For years doctors and many other health professionals showered contributions Republicans, who favored less government regulation of health care and helped scuttle Hillarycare, But no more, as doctors court Democrats now in control of Congress and had lately been fighting with Republicans, including Texas' two GOP senators John Cornyn and Kay Bailey Hutchison, over Medicare payments to physicians.
In the current election cycle the American Medical Association political action committee has contributed $274,000 to Democrats and $245,450 to Republicans, according to the Center for Responsive Politics.
A decade ago, when the GOP controlled both houses of Congress, the AMA PAC gave $1.6 million to Republicans and $654,000 to Democrats.
The Texas Medical Association's political action committee has split its contributions this election cycle giving $13,000 each to Democrats and Republicans, including $2,500 to Cornyn. However, the PAC abruptly yanked its endorsement of Cornyn recently because of his vote before the July 4 break against a measure that would have halted a cut in Medicare payments to doctors. The Senate passed the Medicare measure Wednesday with both Cornyn and Hutchison changing their mind and voting for it.

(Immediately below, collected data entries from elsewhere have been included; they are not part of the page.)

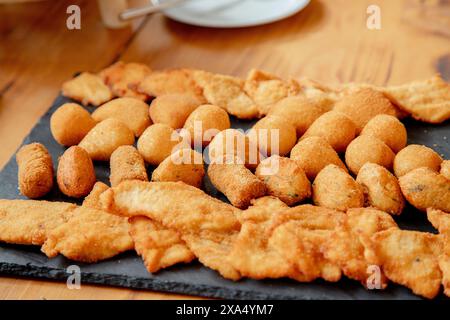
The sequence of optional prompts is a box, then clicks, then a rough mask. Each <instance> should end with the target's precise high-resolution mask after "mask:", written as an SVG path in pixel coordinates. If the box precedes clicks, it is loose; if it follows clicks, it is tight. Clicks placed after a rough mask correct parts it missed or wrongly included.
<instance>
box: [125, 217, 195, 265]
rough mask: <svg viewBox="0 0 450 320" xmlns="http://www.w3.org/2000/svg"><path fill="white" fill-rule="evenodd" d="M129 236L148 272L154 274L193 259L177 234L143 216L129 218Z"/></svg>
mask: <svg viewBox="0 0 450 320" xmlns="http://www.w3.org/2000/svg"><path fill="white" fill-rule="evenodd" d="M128 221H129V223H130V235H131V237H132V239H133V241H134V247H135V249H136V252H137V253H138V254H139V255H140V256H141V257H142V259H143V260H144V264H145V267H146V268H147V270H148V271H149V272H152V273H155V272H158V271H159V270H161V269H164V268H167V267H170V266H172V265H174V264H177V263H181V262H184V263H189V262H191V261H192V260H194V259H195V256H194V254H193V253H192V252H191V250H189V248H188V247H187V246H186V243H185V242H184V241H183V240H182V239H181V237H180V235H179V234H178V232H176V231H175V230H173V229H169V228H165V227H163V226H162V225H161V224H160V223H158V222H155V221H153V220H151V219H149V218H147V217H144V216H137V217H131V218H129V219H128Z"/></svg>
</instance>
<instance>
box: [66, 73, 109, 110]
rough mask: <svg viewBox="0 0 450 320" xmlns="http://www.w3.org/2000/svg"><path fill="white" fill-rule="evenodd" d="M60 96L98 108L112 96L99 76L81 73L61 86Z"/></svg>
mask: <svg viewBox="0 0 450 320" xmlns="http://www.w3.org/2000/svg"><path fill="white" fill-rule="evenodd" d="M62 94H63V95H64V96H65V97H69V98H71V99H74V100H76V101H79V102H80V103H81V104H83V105H85V106H86V105H88V104H91V105H93V106H99V105H101V104H102V103H105V102H106V101H109V100H111V99H112V97H113V94H112V93H111V91H110V90H109V88H108V86H107V85H106V84H105V83H104V82H103V80H102V78H100V77H99V76H97V75H95V74H92V73H88V72H83V73H81V74H80V75H79V76H77V77H75V78H73V79H71V80H68V81H66V82H64V83H63V85H62Z"/></svg>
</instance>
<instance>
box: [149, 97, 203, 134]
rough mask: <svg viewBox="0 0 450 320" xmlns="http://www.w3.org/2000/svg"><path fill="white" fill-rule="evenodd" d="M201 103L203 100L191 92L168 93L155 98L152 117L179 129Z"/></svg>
mask: <svg viewBox="0 0 450 320" xmlns="http://www.w3.org/2000/svg"><path fill="white" fill-rule="evenodd" d="M199 105H201V101H200V100H198V99H197V98H196V97H194V96H192V95H190V94H166V95H162V96H158V97H156V98H155V99H153V101H152V103H151V104H150V117H151V118H152V121H153V123H165V124H167V125H168V126H170V127H172V128H174V129H179V128H183V125H184V123H185V122H186V120H187V118H188V117H189V115H190V114H191V113H192V112H193V111H194V110H195V109H196V108H197V107H198V106H199Z"/></svg>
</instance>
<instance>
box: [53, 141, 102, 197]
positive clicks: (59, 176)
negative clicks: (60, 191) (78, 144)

Sens. John Cornyn and Kay Bailey Hutchison joined 67 of their Senate colleagues in approving the measure that would halt a 10.6 percent cut in Medicare payments.

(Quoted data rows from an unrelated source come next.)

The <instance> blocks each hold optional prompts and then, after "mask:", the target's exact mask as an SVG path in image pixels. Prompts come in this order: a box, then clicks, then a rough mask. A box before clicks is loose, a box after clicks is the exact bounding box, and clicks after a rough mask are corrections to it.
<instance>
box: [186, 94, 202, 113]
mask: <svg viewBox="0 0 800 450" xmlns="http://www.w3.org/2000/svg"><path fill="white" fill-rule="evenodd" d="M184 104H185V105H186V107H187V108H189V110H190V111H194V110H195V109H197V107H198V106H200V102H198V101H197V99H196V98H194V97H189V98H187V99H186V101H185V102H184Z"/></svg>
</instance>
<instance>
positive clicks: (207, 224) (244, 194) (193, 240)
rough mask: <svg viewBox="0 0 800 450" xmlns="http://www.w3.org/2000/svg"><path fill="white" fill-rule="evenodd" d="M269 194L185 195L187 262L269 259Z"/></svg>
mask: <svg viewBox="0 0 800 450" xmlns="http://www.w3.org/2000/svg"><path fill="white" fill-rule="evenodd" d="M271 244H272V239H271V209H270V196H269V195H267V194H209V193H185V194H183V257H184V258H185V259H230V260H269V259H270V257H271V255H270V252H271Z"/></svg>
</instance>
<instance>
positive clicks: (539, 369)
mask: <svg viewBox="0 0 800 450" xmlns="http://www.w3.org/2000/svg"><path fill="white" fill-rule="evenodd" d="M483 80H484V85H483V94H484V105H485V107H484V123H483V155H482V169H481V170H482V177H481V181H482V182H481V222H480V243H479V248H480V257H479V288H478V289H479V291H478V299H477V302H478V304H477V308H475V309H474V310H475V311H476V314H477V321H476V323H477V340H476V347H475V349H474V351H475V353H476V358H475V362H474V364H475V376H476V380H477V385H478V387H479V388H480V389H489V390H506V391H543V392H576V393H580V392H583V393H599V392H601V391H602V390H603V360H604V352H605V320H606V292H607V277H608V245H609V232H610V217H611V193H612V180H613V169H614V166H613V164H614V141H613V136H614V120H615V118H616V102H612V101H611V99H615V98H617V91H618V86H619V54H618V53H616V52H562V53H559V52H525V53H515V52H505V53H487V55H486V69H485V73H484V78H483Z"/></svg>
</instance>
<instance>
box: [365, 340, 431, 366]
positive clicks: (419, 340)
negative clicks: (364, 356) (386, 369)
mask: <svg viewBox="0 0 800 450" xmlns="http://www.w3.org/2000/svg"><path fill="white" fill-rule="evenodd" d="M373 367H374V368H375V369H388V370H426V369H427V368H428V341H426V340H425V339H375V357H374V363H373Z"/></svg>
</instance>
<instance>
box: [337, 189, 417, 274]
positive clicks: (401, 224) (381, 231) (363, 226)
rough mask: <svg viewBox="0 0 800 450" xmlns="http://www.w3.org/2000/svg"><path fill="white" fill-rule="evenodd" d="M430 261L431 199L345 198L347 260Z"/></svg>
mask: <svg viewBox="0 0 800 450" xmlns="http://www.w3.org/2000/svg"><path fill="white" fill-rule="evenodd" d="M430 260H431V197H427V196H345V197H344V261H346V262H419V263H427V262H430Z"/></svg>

For the second time in a month, John Cornyn has switched his vote on an issue crucial to Texas families after criticism from U.S. Senate candidate Rick Noriega. Yesterday, after outcry from the Noriega campaign and medical groups such as the American Medical Association, Cornyn switched his vote on a key Medicare bill for politically expedient reasons. Cornyn's vote to support the Medicare Improvements for Patients and Providers Act of 2008 came just weeks after originally voting to block the bill and on the heels of a similar vote switch on the GI Bill. Though Cornyn's eventual vote is a welcome development, the political expediency for his final votes are all-too-typical of his time in Washington.
Unlike Cornyn, US Senate candidate Rick Noriega (D-TX) has pledged to serve as a Senator whose votes always place Texas families first. Noriega has remained consistent in his support for both the Medicare and the GI Bill and does not determine how he votes by scanning the political tea leaves. Cornyn, whose original opposition to the Medicare legislation led to the Texas Medical Association stripping their support for his candidacy, had recently told the Washington DC newspaper Roll Call that he did not plan to change his vote.
"Though we're flattered that John Cornyn adopted our position on the Medicare bill, Texas families deserve a U.S. Senator who will vote the right way because it's the right thing to do -- not because of shifting political winds," said Holly Shulman, spokeswoman for Rick Noriega for Senate. "I guess it's an election year, because after six long years in Washington, John Cornyn is finally realizing the political dangers of ignoring Texas families at the expense of his special interest friends and is trying to make amends."